Wrote up a 'poor man's dataloader'. Would love your thoughts! Context A user can make N concurrent database requests:
SELECT * FROM users WHERE id = 1
SELECT * FROM users WHERE id = 2
(these are analogous to get-one)
But we want to instead batch it together
SELECT * FROM users WHERE id IN (1, 2)
(this is analogous to get-batched)
Here's how I achieve it:
(def loader (atom {:requests [] :schedule-delay nil}))
(defn get-batched [inputs]
(println "batching!" inputs)
(mapv (fn [id] (keyword (str "r-" id)))
inputs))
(defn run-batch! []
(let [[old _] (swap-vals! loader
(fn [_]
{:requests []
:schedule-delay nil}))
{:keys [requests]} old
inputs (mapv :input requests)
results (get-batched inputs)
result-promises (mapv :result-promise requests)]
(doseq [[p r] (map vector result-promises results)]
(deliver p r))))
(defn schedule [request]
(let [{:keys [schedule-delay]}
(swap! loader (fn [{:keys [requests schedule-delay]}]

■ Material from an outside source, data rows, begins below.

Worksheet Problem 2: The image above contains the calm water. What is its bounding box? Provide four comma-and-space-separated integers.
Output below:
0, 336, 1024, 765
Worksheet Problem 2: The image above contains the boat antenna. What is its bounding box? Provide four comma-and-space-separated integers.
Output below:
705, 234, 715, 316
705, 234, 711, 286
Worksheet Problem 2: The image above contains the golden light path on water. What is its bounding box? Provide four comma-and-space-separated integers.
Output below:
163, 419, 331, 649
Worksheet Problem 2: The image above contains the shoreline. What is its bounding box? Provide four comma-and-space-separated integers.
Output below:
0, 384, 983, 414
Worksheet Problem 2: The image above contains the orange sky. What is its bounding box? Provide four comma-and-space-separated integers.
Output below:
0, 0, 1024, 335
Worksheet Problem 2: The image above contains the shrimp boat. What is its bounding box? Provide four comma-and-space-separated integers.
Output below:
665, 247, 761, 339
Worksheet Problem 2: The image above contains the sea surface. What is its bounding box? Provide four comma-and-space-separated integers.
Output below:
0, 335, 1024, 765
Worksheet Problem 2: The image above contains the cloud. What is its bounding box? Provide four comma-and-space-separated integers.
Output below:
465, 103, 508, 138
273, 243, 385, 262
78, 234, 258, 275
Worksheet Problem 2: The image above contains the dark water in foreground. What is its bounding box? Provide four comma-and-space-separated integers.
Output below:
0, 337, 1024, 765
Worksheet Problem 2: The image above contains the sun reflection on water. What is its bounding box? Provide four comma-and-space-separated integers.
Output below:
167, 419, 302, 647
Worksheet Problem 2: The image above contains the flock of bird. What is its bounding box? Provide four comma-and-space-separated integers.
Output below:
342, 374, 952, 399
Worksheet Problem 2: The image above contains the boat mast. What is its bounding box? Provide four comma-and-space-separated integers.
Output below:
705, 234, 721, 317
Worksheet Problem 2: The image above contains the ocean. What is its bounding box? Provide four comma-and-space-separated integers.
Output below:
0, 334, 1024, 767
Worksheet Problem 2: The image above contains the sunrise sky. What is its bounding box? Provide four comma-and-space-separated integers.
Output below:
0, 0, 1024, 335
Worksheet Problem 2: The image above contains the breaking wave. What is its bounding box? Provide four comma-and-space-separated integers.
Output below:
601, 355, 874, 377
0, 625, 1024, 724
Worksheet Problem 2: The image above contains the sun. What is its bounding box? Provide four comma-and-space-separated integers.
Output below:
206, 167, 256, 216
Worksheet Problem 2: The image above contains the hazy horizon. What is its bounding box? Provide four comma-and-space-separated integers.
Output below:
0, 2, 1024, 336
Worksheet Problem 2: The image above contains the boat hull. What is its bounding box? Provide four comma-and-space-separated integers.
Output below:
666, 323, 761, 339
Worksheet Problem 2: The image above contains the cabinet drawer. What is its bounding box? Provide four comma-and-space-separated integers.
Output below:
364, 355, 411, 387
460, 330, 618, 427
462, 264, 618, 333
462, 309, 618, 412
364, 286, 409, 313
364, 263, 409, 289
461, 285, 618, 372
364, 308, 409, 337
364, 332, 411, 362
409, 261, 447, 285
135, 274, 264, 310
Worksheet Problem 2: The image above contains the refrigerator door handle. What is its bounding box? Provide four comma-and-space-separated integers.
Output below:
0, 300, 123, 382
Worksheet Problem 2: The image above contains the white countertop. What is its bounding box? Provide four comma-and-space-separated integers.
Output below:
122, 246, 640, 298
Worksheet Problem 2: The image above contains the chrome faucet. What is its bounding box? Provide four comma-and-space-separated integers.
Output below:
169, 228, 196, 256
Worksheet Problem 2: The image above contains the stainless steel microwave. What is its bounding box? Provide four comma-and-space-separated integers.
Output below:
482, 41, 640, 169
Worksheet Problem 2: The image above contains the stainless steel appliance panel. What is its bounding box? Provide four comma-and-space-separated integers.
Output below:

{:requests (conj requests request)
:schedule-delay (or schedule-delay
(delay
(ua/vfuture
(Thread/sleep 5)
(run-batch!))))}))]
@schedule-delay))
(defn get-one [input]
(let [p (promise)
m {:input input
:result-promise p}]
(schedule m)
@p))
(comment
(pmap (fn [i] (get-one i)) (range 10)))Here's a few thoughts from skimming:
• It's not clear to me what the goal is. A description of the goal and what each function does would be helpful.
• run-batch! doesn't accept any arguments. I think it's ok for helper functions like this to use globals, but I would implement it so that there's some arity that accepts all the inputs and a zero arity that passes in all the globals.
• I suspect you would be better off using some sort of executor.
See https://docs.oracle.com/en/java/javase/21/docs/api/java.base/java/util/concurrent/Executors.html
Thanks for looking @smith.adriane! I updated the description to explain the problem & the goal a bit more. I also noted that I am running the future inside a virtual thread executor.
why not just use a SingleThreadExecutor? Why is there a 5ms delay being added?
There's also some coupling between the task data and task runner. run-batch! expects an :input key, which it internally calls ids . Afterwards, the ids are transformed into vs? All of that is confusing to me. Is there any reason not to use a consistent name?
It also seems like results are being held inside the loader atom forever.
> why not just use a SingleThreadExecutor? Why is there a 5ms delay being added? My goal is, if someone does:
(pmap (fn [i] (get-one i)) (range 10))
I would want get-batched to be called with [1 2 3 4 5 6 7 8 9]
I am not sure how this would work with a single threaded executor. Would love to learn more!I haven't actually tested this code, but it would look something like:
(def promises
(mapv (fn [input]
(.submit my-executor (fn []
(do-work input))))
inputs))
(def first-result @(first promises))if my-executor is a SingleThreadExecutor, then jobs would be executed one at a time, in order, on a single thread.
(.submit my-executor a-fn) returns a Future which can be dereferenced.
(I went ahead and updated the code to use more consistent variable names)
Is do-work in that example, the function get-one?
get-one schedules something where as do-work actually accomplishes a single task
you could run (do-work my-input) directly and it wouldn't use the executor
In the code above, what I would like to do is, to 'batch' all the tasks into one function call.
This is for something like, a user makes N concurrent database requests:
SELECT * FROM users WHERE id = 1
SELECT * FROM users WHERE id = 2
(these are analogous to`get-one`)
But we instead run
SELECT * FROM users WHERE id IN (1, 2)
(this is analogous to get-batched)
I may be misunderstanding what you mean by do-work and input here.Ah. I did not realize that was the goal.
There are multiple ways to do this, but I would use core.async since I'm familiar with it and it could be expressed naturally.
Updated the post to try to state the goal better 🫡. If you end up outlining a solution with core async would love to see it! I was thinking about core.async too, but wasn't sure how to express it more naturally than this.
The updated problem statement is great! 👍